I've loaded pretrained word2vec embeddings into a python dictionary of the form

{word: vector}

As an example, an element of this dictionary is

w2v_dict["house"] = [1.1,2.0, ... , 0.2]

I would like to load this model into Gensim (or a similar library) so that I can find euclidean distances between embeddings.

I understand that pretrained embeddings typically come in a .bin file which can be loaded into Gensim. But if I only have a dictionary of this form, how would I load the vectors into a model?

2

2 Answers

0
votes

Usually pre-trained word-vectors would come in a format gensim could natively read, for example via the load_word2vec_format() method. It's odd that you only have vectors in your own format.

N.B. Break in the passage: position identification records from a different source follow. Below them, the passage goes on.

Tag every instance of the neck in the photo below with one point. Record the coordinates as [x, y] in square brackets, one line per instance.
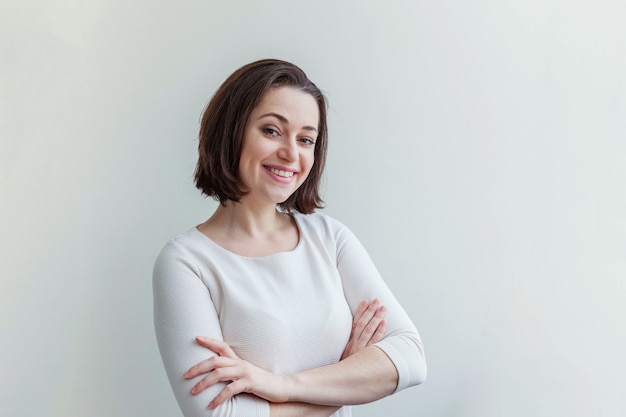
[240, 218]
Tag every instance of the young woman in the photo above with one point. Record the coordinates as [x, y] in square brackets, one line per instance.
[267, 308]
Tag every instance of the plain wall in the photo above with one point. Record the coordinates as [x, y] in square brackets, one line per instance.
[477, 148]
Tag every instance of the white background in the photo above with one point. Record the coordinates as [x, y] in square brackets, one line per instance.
[478, 149]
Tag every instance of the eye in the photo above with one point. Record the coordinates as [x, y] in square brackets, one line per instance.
[307, 141]
[268, 131]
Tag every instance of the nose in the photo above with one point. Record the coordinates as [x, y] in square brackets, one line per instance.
[288, 150]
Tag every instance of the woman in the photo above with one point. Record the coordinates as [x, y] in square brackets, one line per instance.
[260, 310]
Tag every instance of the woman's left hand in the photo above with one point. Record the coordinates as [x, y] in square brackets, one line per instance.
[240, 376]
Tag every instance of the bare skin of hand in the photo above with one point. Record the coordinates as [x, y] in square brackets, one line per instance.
[368, 327]
[226, 366]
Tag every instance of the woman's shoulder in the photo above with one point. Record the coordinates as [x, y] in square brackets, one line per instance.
[183, 245]
[320, 223]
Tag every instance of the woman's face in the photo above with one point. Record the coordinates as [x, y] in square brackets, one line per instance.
[278, 145]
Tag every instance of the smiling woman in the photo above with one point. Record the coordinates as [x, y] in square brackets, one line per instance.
[267, 308]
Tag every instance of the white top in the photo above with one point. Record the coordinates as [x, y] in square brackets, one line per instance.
[285, 313]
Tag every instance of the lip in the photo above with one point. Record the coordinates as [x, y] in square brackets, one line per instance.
[278, 178]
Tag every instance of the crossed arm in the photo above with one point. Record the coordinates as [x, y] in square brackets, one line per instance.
[364, 374]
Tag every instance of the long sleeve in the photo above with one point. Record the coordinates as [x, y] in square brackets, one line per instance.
[183, 309]
[361, 280]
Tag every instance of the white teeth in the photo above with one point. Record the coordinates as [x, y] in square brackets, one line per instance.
[280, 172]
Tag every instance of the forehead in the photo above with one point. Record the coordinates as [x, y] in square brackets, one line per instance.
[297, 106]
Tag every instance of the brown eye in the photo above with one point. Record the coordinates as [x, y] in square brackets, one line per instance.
[269, 131]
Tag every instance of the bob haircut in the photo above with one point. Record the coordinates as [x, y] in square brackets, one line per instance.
[224, 122]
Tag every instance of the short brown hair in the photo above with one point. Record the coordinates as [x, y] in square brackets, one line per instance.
[224, 122]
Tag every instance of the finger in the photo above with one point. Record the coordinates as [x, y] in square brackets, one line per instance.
[365, 318]
[380, 332]
[227, 374]
[372, 325]
[359, 312]
[217, 346]
[228, 392]
[208, 365]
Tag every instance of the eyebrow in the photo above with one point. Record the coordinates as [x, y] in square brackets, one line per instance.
[284, 120]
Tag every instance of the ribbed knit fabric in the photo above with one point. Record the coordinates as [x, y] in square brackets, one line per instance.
[285, 312]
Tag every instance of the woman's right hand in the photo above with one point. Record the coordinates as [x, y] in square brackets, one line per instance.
[368, 327]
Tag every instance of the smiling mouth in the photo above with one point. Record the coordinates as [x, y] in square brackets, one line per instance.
[280, 172]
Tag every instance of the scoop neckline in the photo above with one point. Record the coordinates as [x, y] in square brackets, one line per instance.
[294, 216]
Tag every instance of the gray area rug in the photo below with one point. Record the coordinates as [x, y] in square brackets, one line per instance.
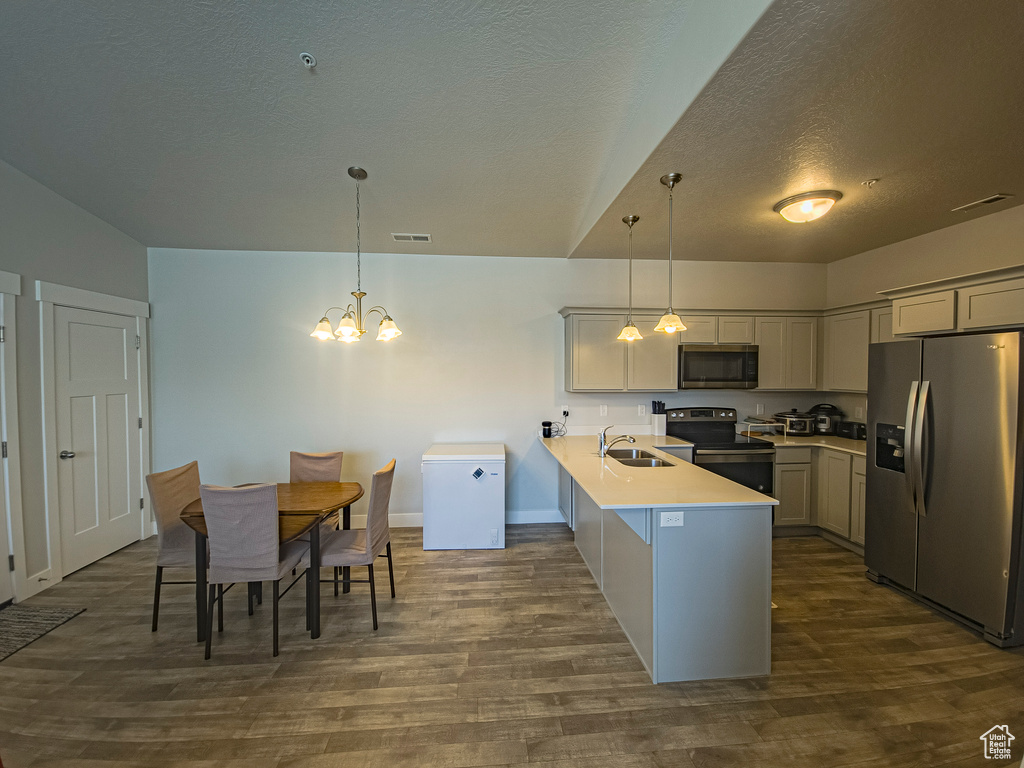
[20, 625]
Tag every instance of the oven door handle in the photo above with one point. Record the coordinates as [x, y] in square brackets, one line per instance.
[733, 457]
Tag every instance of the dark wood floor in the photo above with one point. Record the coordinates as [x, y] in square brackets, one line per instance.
[498, 657]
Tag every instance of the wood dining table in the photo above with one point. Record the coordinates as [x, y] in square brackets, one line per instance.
[301, 507]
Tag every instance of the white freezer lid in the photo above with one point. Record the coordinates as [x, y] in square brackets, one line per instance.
[465, 452]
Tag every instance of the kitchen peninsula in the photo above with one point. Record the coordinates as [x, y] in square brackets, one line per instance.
[682, 555]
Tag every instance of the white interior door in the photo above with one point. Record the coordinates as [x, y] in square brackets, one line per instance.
[6, 581]
[97, 433]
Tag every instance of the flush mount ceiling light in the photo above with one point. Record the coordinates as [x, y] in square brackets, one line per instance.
[351, 327]
[630, 332]
[806, 207]
[670, 322]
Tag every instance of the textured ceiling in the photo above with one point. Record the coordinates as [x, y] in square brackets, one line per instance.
[194, 123]
[927, 96]
[507, 128]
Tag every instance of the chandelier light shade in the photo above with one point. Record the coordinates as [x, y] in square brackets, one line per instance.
[670, 323]
[630, 331]
[806, 207]
[351, 327]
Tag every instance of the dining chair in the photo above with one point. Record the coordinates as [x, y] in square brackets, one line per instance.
[315, 467]
[171, 492]
[363, 546]
[243, 529]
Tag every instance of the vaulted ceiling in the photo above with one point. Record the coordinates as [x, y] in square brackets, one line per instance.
[518, 129]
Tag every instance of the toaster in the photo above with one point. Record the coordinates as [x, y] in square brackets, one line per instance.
[853, 429]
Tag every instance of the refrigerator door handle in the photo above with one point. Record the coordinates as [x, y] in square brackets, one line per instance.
[908, 468]
[919, 448]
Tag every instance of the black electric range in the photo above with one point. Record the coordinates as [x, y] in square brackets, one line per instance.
[717, 448]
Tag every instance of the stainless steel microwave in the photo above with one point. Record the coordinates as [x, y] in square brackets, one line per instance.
[718, 366]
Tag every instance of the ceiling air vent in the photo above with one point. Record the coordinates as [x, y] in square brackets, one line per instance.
[980, 203]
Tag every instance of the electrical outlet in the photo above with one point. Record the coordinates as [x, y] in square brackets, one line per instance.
[672, 519]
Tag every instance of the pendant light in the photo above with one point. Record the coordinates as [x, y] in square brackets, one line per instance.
[630, 332]
[670, 322]
[352, 324]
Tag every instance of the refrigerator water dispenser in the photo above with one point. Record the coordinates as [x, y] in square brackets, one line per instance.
[889, 446]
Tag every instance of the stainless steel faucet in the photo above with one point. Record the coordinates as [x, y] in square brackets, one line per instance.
[602, 440]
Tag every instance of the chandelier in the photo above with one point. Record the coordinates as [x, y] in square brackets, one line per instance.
[352, 324]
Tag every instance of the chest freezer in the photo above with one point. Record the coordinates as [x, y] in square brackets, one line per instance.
[464, 496]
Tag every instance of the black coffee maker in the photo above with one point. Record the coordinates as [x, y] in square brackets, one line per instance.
[826, 418]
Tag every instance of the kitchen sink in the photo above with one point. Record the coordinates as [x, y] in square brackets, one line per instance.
[646, 462]
[629, 454]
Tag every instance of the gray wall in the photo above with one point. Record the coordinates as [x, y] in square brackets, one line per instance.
[44, 237]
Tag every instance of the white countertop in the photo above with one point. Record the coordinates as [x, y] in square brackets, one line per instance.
[857, 448]
[613, 485]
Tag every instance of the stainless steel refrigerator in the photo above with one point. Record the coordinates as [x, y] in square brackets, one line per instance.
[944, 476]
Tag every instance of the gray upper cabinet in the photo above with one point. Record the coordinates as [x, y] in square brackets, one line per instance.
[931, 312]
[700, 329]
[597, 361]
[882, 325]
[717, 329]
[652, 363]
[786, 352]
[847, 338]
[991, 304]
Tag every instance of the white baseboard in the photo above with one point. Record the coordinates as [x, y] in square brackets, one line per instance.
[512, 517]
[525, 516]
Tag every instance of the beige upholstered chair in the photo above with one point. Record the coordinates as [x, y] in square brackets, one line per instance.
[242, 524]
[315, 467]
[170, 493]
[360, 547]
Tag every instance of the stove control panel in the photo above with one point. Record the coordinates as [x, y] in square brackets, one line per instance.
[702, 414]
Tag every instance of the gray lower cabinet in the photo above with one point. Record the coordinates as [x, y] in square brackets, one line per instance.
[834, 492]
[589, 525]
[857, 499]
[793, 485]
[565, 494]
[694, 599]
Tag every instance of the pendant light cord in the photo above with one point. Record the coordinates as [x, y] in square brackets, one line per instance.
[358, 249]
[630, 316]
[671, 310]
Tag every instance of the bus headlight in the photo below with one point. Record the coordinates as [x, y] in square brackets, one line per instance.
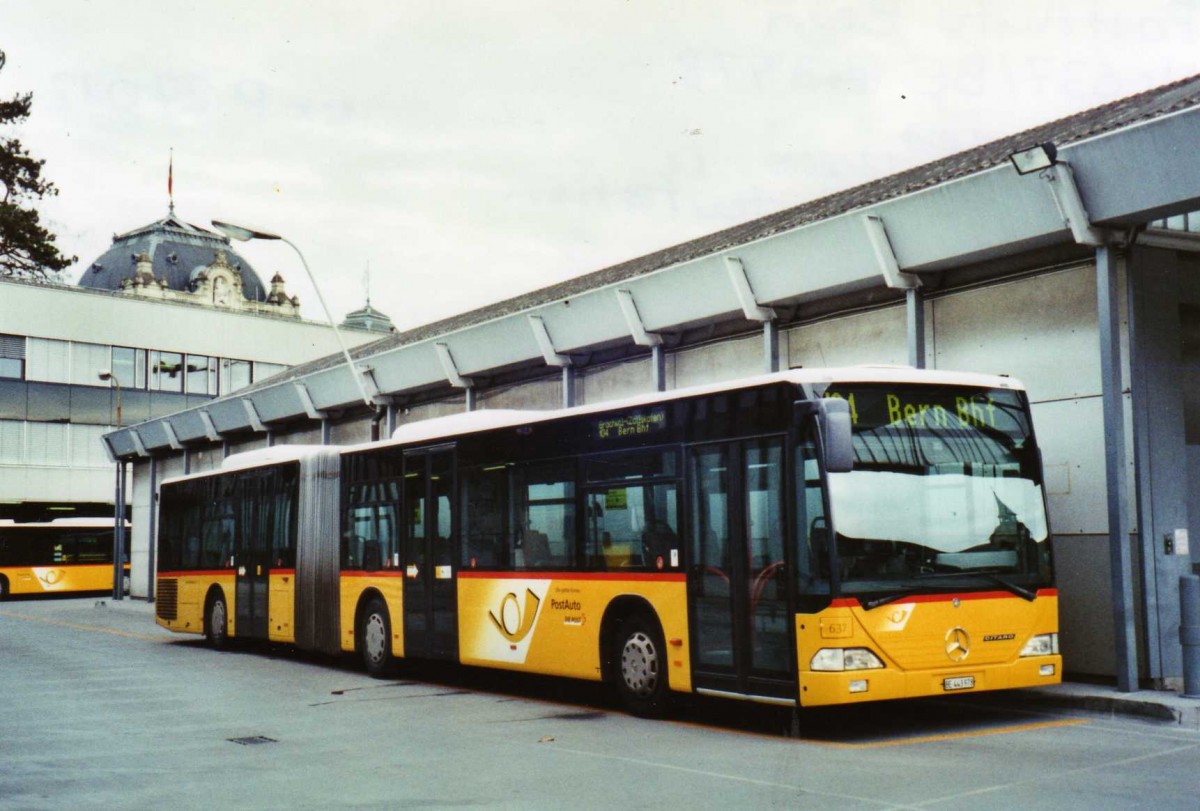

So, I'd recommend writing your vectors to a text format compatible with other word2vec libraries You can review gensim's save_word2vec_format() method at:

https://github.com/RaRe-Technologies/gensim/blob/9819ce828b9ed7952f5d96cbb12fd06bbf5de3a3/gensim/models/utils_any2vec.py#L131

You could also train up a dummy Word2Vec model with any junk/toy data, save its vectors in the text format (w2v_model.wv.save_word2vec_format(filename, binary=False)), and review the resulting file.

Using the above source code or example file, write your dictionary in a similar format. Then, use gensim's KeyedVectors.load_word2vec_format(filename) to read your vectors in.

0
votes

You can save it as gensim word2vec format then load it with gensim.models.KeyedVectors.load_word2vec_format.Details here.